C'est en acceptant de se servir des outils de la rouille
En constatant nonchalamment la bonne foi du métal
Que les mains s'ouvrent aux délices des bouquets
Et autres petits diables des villégiatures
Au fond des poches rayées de rouge.
C'est en s'accrochant à un rideau de mouches
Que la pêcheuse malingre se défend des marins
Elle ne s'intéresse pas à la mer bête et ronde
comme une pomme
Le bois qui manque la forêt qui n'est pas là
La rencontre qui n'a pas lieu et pour boire
La verdure dans les verres et la bouche qui n'est faite
Que pour pleurer une arme le seul terme
de comparaison
Avec la table avec le verre avec les larmes
Et l'ombre forge la squelette du cristal de roche.

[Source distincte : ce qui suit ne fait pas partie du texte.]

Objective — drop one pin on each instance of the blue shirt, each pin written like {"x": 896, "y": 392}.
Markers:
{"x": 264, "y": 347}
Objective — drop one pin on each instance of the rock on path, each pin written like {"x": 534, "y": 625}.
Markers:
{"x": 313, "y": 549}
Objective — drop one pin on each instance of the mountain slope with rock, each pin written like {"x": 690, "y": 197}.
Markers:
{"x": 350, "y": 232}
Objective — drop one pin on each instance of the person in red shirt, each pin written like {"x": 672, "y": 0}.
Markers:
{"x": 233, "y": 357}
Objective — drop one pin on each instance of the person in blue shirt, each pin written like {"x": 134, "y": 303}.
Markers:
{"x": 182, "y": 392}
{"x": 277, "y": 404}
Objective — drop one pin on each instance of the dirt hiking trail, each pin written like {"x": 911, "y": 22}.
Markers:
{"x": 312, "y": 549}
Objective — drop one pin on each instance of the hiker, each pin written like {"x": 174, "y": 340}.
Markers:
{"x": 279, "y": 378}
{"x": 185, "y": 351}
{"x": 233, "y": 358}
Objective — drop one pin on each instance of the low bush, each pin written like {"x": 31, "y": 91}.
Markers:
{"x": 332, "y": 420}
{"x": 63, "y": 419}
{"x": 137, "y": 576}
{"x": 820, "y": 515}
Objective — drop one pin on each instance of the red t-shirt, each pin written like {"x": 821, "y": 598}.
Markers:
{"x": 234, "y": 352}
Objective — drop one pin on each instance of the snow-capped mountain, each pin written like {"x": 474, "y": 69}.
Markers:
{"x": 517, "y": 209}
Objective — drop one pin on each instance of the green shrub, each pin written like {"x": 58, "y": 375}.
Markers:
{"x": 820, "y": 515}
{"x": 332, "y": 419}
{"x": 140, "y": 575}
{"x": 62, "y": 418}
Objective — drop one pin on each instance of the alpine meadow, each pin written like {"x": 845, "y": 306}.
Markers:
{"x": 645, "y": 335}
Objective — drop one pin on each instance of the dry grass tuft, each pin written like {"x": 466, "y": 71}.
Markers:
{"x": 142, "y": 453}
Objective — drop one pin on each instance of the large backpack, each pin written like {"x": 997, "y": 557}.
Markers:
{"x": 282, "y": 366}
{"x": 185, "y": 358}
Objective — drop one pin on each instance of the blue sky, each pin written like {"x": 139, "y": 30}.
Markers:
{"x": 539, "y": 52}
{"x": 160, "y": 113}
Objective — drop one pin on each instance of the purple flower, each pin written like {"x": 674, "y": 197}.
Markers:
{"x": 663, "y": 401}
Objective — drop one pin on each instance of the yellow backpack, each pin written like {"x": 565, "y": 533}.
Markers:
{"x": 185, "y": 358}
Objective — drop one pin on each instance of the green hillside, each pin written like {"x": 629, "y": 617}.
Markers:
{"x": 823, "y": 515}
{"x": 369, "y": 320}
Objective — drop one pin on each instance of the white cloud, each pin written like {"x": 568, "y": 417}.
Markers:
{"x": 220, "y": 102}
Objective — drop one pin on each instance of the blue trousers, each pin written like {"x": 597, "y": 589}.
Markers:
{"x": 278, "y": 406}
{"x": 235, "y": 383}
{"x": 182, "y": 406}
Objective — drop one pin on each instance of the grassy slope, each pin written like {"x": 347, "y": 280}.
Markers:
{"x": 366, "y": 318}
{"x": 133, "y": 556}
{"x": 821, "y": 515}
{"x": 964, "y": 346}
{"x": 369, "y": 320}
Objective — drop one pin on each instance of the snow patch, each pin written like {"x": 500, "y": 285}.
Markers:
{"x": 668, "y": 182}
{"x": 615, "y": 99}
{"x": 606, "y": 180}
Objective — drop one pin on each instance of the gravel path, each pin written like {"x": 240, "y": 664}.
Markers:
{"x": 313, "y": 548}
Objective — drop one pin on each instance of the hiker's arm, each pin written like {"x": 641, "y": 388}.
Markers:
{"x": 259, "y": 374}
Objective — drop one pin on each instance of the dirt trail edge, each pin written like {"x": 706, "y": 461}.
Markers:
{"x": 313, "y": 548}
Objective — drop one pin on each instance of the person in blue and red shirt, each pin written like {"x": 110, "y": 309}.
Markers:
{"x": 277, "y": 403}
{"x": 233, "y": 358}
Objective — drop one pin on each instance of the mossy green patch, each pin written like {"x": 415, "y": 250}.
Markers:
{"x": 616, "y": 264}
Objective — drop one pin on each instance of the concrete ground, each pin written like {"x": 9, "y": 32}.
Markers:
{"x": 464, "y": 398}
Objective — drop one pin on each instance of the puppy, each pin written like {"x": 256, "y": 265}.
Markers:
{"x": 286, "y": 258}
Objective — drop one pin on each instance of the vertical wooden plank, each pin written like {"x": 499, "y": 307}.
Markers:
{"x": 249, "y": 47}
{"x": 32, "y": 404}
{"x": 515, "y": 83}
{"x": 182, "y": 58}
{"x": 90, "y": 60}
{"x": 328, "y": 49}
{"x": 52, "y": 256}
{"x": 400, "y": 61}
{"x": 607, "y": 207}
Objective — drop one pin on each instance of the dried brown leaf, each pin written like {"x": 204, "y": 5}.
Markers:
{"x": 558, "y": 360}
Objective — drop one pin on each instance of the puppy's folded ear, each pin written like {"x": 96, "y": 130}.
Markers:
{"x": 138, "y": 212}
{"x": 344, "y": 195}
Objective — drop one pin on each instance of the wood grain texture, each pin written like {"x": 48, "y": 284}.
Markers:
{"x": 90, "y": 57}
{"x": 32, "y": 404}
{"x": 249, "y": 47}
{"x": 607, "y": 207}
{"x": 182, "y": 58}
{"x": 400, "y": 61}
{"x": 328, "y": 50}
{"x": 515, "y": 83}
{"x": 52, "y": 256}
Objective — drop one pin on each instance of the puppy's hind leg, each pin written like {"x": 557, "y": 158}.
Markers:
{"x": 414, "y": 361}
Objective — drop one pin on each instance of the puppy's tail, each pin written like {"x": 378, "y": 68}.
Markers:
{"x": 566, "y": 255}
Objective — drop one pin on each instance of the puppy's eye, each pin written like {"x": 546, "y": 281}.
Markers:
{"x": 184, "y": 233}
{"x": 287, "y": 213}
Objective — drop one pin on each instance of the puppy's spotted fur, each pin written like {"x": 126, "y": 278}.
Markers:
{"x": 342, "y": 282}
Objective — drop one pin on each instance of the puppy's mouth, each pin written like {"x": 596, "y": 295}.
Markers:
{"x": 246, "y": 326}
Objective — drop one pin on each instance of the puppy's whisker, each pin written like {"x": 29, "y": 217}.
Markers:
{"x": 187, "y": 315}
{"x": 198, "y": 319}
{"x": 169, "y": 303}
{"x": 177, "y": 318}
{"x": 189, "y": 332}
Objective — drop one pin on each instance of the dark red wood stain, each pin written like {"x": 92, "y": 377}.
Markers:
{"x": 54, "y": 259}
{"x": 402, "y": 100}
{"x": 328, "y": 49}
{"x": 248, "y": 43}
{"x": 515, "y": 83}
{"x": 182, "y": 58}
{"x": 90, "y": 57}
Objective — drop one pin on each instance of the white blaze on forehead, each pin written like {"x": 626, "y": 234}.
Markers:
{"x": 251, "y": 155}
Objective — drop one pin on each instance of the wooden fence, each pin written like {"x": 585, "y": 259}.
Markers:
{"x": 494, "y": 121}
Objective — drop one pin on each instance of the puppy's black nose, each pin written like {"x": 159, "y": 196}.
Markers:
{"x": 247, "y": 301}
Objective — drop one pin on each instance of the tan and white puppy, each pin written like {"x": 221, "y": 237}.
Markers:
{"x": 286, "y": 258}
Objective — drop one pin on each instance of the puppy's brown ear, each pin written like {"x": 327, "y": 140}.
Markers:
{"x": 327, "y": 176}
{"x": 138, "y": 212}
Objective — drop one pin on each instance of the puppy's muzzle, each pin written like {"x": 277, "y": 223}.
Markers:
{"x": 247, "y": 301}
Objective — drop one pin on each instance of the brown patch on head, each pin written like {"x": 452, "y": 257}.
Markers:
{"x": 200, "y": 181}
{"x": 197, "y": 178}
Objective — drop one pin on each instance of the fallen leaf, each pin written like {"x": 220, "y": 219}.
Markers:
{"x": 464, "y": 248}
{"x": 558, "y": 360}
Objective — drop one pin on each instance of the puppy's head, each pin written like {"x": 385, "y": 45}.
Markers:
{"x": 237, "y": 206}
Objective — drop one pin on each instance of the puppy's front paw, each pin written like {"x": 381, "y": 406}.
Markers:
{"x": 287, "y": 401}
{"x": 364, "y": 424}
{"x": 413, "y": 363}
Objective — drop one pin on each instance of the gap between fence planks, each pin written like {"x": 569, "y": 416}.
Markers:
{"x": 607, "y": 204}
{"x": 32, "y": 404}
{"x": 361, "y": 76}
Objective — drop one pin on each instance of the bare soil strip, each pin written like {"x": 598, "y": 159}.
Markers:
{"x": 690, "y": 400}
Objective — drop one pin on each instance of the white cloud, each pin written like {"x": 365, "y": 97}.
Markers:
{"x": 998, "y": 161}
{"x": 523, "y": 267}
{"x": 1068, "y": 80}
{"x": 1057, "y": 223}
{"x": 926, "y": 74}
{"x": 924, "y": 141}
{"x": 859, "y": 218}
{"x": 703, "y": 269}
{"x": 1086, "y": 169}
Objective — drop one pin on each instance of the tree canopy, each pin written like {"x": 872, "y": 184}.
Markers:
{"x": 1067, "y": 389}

C'est pour ne pas laisser ces yeux les nôtres vides
entre nous
Qu'elle tend ses bras nus
La fille sans bijoux la fille à la peau nue
Il faudrait bien par-ci par-là des rochers des vagues
Des femmes pour nous distraire pour nous habiller
Ou des cerises d'émeraudes dans le lait de la rosée.
Tant d'aubes brèves dans les mains
Tant de gestes maniaques pour dissiper l'insomnie
Sous la rebondissante nuit du linge
Face à l'escalier dont chaque marche est le plateau
d'une balance
Face aux oiseaux dressés contre les torrents
L'étoile lourde du beau temps s'ouvre les veines."